Werinher (died 6 July 1167) was abbot and librarian of the Abbey of Saint Gall from 1133 to 1167. He is first documented in March 1134.

== Works ==
Werinher was custos and became the abbot of the Abbey of Saint Gall after 1 May 1133. After tumultuous decades with elections of counter-abbots, the election was held remarkably peacefully, as the chronicles emphasise. Werinher directed his administration to the reform of monastic life. Some monks, who did not adhere to his standards of monastic discipline, were reported by him to the papal legate Cardinal Theodwin in 1134. This rigid policy of reinstating discipline evoked resistance on the part of the monks, but the inter-monastic differences could soon be reconciled. On 12 April 1139, Werinher received the confirmation of privileges and properties from Pope Innocent II. In 1145, he renewed the existing fraternity with the Abbey of Reichenau.

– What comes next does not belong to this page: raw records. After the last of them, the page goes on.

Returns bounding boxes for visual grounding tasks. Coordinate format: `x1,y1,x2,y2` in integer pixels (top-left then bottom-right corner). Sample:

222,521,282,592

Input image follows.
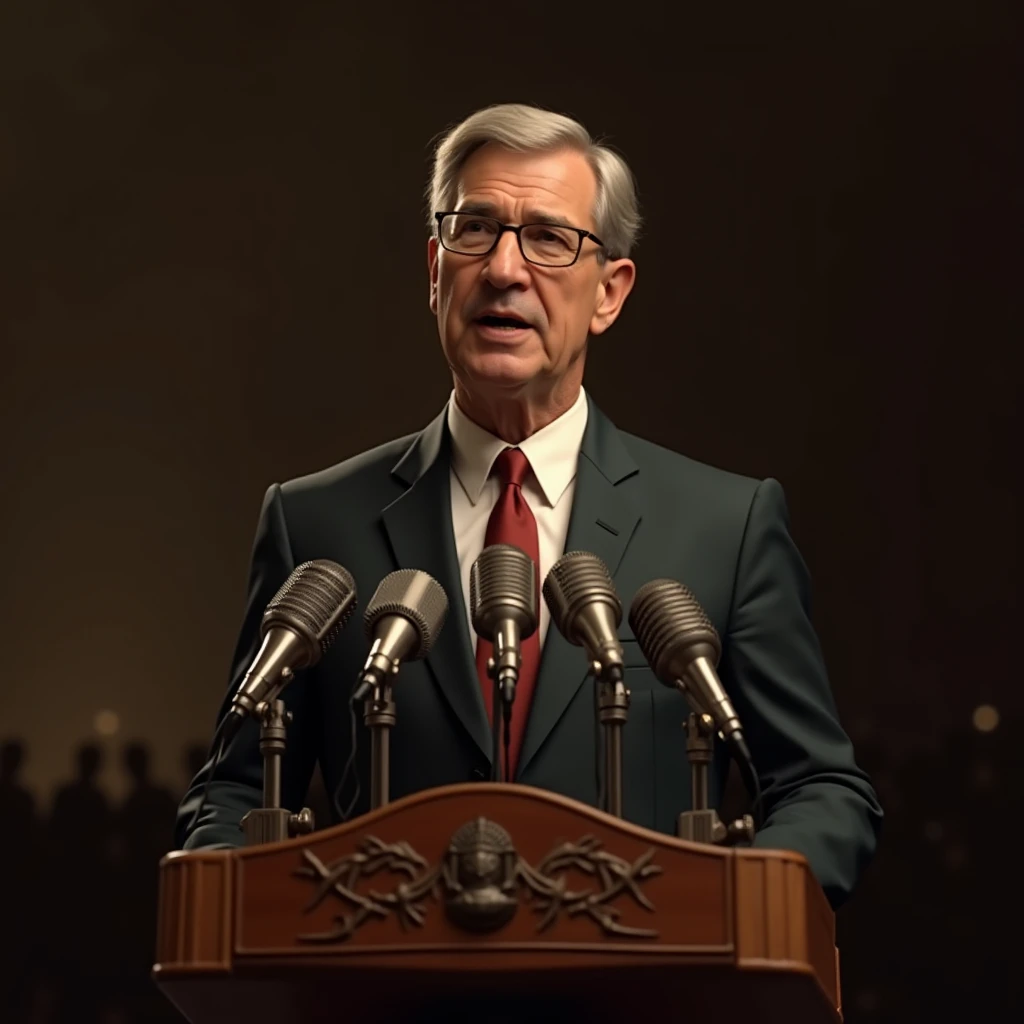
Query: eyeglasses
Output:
434,213,604,266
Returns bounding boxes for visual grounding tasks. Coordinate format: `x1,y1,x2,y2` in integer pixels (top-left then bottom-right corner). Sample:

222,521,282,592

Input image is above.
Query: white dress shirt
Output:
447,388,589,648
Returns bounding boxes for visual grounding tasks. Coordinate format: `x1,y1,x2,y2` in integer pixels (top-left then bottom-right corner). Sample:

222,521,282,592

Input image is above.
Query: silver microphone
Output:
352,569,449,700
469,544,537,705
630,580,751,762
544,551,623,681
223,558,355,749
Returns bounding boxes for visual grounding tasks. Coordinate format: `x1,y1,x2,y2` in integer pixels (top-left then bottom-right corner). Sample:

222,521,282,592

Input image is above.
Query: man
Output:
178,104,882,905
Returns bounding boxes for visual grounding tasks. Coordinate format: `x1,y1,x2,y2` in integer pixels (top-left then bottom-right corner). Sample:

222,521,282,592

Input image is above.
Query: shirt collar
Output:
447,388,589,508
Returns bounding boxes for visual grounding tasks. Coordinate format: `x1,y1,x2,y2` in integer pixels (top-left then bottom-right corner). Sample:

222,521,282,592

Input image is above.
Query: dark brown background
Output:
0,0,1024,1022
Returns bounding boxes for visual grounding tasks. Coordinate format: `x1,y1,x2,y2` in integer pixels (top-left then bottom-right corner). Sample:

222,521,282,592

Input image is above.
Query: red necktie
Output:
476,447,541,782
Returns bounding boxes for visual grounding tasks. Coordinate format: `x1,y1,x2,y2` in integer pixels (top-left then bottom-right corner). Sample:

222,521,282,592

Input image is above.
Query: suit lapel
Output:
517,399,642,776
381,413,490,761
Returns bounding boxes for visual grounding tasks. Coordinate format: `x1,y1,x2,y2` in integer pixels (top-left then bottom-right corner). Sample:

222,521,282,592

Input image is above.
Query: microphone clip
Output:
239,697,315,846
676,712,754,846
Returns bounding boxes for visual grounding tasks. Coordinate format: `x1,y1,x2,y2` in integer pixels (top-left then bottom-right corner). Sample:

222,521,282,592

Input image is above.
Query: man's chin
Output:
465,352,543,390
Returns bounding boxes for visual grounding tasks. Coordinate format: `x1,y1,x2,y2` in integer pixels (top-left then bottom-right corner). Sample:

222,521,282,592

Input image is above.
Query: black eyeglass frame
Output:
434,210,607,270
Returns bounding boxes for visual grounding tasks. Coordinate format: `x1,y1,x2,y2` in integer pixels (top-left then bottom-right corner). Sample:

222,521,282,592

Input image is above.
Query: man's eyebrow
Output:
458,200,575,227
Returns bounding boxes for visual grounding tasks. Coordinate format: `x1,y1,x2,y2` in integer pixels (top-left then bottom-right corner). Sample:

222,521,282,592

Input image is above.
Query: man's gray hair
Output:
427,103,640,259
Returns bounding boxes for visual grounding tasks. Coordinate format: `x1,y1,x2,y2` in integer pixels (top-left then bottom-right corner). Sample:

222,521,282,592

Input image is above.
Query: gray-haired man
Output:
178,104,882,905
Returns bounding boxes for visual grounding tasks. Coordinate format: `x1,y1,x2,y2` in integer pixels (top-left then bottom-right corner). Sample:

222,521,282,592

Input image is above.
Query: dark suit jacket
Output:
176,402,882,905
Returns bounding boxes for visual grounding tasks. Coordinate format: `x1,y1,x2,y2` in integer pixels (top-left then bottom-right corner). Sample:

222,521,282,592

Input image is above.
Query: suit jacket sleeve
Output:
175,484,318,850
722,479,882,907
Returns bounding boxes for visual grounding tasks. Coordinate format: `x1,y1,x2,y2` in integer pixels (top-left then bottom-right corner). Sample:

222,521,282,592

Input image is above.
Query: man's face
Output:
427,144,634,397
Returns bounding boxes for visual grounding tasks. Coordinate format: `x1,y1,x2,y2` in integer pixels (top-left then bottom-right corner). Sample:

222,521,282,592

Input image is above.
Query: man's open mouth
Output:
476,316,529,331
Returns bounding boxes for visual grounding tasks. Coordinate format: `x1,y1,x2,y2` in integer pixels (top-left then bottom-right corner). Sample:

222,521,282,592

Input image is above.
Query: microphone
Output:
352,569,449,702
544,551,623,682
222,558,355,750
630,580,751,764
469,544,537,704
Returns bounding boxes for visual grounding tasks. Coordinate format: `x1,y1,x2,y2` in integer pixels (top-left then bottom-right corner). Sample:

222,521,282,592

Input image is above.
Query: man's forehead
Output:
458,145,597,216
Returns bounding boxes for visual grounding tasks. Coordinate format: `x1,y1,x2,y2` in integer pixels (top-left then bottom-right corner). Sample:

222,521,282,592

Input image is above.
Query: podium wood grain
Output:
154,783,841,1024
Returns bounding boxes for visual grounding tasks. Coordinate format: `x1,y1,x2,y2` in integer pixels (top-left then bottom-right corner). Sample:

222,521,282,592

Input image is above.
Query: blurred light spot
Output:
857,988,879,1014
92,711,121,736
972,705,999,732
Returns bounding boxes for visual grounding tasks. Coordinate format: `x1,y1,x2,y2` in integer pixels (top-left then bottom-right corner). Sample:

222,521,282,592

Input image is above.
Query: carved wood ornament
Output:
295,817,662,943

As constructor, he built the churches Saint Leonhard and Saint Egidius which Pope Eugene III put under his protection on 13 February 1152. In 1162, Werinher was able to acquire Ittingen Charterhouse from Duke Welf von Ravensburg. As the duke's protecting reeve, Count Udalrich von Gamertingen, died without heirs, the Vogtei came into the possession of Saint Gall. However, it was later sold by Abbot Werinher to Count Rudolf von Pfullendorf for 300 silver marks.